When Community and Corporate Collide
So here’s my concern about this policy: What happens when community interests and Canonical’s corporate interests collide? Canonical makes a bunch of noise about the importance of its community and incites people to contribute to Ubuntu with a bunch of feel-good language about why people should contribute to Ubuntu to make it better and spread open source.
But when the corporate interest and community interest butt up against one another, it appears that the community loses.
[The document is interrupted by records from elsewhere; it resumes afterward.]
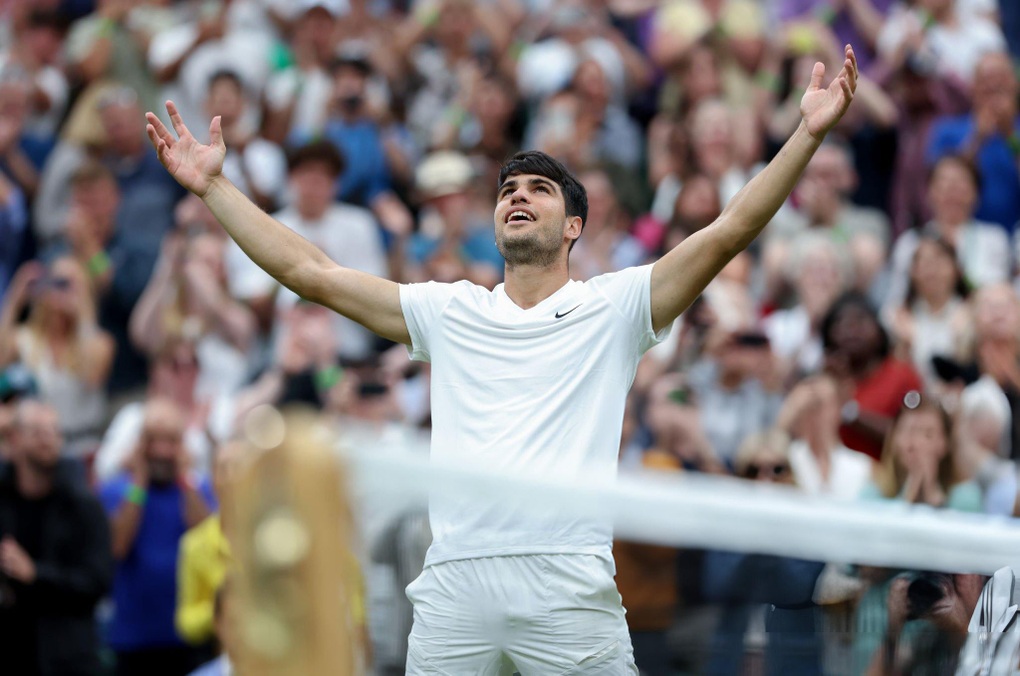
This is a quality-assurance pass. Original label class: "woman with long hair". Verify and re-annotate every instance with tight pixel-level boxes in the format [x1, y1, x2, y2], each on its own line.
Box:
[886, 235, 971, 393]
[0, 256, 115, 457]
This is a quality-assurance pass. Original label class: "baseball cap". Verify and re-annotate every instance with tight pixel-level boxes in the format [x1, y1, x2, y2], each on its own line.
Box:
[415, 151, 475, 199]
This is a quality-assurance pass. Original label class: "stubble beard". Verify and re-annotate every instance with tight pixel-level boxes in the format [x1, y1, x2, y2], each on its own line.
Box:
[496, 225, 562, 269]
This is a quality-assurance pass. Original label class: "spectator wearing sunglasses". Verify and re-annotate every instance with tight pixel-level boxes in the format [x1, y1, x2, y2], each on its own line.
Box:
[702, 430, 826, 676]
[0, 257, 115, 459]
Banshee’s team were given a choice, yes, but between two unappealing options: hide the store, or give Canonical 75%. That’s not even an equal partnership.
There’s also Canonical’s one-sided contributor agreement, which allows the company to relicense contributions any way it sees fit — including relicensing it as proprietary software.
Ubuntu’s community manager, Jono Bacon, said something that I rather liked about the job description for community managers. I may be paraphrasing, but it was essentially “the job is to make sure that the company doesn’t screw the community, and that the community doesn’t screw the company.” Essentially, there needs to be a fair give and take between the corporate sponsor and the community. While I won’t say that the community is being screwed in this situation, I don’t see this as an equitable solution either. The community certainly had no say in this decision — it was Canonical all the way.
It sets a lousy precedent that stacks the deck too much in Canonical’s favor. “Conflict of interest? OK, we get the majority stake.” “Want to contribute some code to our open source project? Sure, just give us permission to make it proprietary if we choose to do so later.”
This looks like an amazing disincentive to contribute to Canonical’s projects if one cares about licensing. It’s a huge disincentive to try to create a feature that might support a non-profit like the GNOME Foundation if Canonical is just going to levy a majority tax on the feature or disappear it.
Yes, Canonical need to find a way to make money on Linux. I’ve championed Ubuntu One as a smart move and a way to make money while providing some services that many users want, even though a number of folks in the FOSS community don’t like it because it’s not FOSS. I think, overall, Ubuntu and Canonical have been a net positive for the Linux community by showing what is possible and expanding the overall Linux market. It’s amazing what Mark Shuttleworth has put in motion and helped fund.
But I think the company has gone astray here, and it sets some troubling precedents. At the very, very least, I think a 50/50 split is in order if Canonical wants to divvy up affiliate revenue with an open source, non-profit project. Even 50/50 is getting grabby. And it also needs to reverse course on the contributor agreement if it really wants to win trust in the larger FOSS community.
Ubuntu is supposed to be about community — the Ubuntu community ought to have a say in this. Let Canonical set policies regarding commercial software that’s sold through the store, and charge what they think ISVs will find reasonable. But for community projects like Banshee or Firefox? The community should be weighing in here as well.
I’d like to think that companies in the FOSS space can do better than elbowing community projects out of the way for a slice of affiliate monies. If Linux is going to succeed long term on the desktop or on consumer devices, we need vendors that are doing what Canonical does well without getting hoggy with the community or ISVs that make applications users want.